Chris Joseph

Electronic writer and artist
Archive for November 14th, 2008

Ranulph Glanville at the Computer Arts Society, London - 2 December 2008

2 December 2008
6:30 pmto8:30 pm



Ranulph Glanville

No Longer a Shrinking Violet?

2 December 2008 - 6:30 for 7:00
Institute of Archeology - Room 410
University College London, 31-34 Gordon Square, London WC1H 0PY
Nearest tubes: Euston Square, Warren Street & Russell Square
Map: http://www.ucl.ac.uk/archaeology/intro/UCLmap.htm

The significance of cybernetics in the development of computer arts is apparent in the title of Jasia Reichart’s Cybernetic Serendipity Exhibition, now celebrating its 40th anniversary (which is also the 50th of the Philips Pavilion and the 60th of Wiener’s eponymous book).

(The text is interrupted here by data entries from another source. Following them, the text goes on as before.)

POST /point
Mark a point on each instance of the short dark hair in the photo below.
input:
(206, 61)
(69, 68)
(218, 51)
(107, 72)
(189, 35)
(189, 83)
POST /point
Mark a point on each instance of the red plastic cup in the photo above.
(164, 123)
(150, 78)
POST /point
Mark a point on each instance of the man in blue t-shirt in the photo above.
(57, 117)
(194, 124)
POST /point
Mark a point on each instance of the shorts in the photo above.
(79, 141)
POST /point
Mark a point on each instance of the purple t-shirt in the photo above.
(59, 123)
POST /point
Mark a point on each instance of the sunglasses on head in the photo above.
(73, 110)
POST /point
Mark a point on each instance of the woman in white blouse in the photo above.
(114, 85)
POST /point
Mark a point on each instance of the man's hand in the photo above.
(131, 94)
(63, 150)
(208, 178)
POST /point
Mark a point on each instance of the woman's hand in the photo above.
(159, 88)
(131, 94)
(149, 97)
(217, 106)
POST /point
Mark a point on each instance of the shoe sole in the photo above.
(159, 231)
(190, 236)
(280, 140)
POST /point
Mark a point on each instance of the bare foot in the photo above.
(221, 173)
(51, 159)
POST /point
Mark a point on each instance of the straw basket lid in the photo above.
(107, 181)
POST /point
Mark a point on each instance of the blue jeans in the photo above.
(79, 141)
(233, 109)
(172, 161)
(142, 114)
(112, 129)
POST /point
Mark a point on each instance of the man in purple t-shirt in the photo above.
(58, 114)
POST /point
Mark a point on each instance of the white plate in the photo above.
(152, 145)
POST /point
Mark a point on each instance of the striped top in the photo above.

It featured, prominently, the work of several cyberneticians whose art is currently being very positively re-evaluated (see for instance www.paskpresent.com, and exhibition of work coming out of Gordon Pask’s work and ideas).

Yet 1968 is also often seen as the beginning of the very rapid decline of cybernetics to the point that, by the early 1970s, some were referring to it as dead.

However, 1968 also sees the beginning of a transformation of cybernetics that occurred through the application of cybernetic understandings to the field itself. For convenience, we can take this as initiated by Margaret Mead’s paper “Cybernetics of Cybernetics”. For some reason, this transformation has not received the recognition of the earlier version of cybernetics, or of other, contemporaneous developments. But it is alive, and well, if something of a shrinking violet!

In this talk, I will discuss the development of this so called second order cybernetics, and will present some of the central understandings and concepts. Many of them seem to me to be much more sympathetic to artists and the arts than those of 1968, and to bring an all together much more sophisticated world view, one that is much less mechanistic than the original.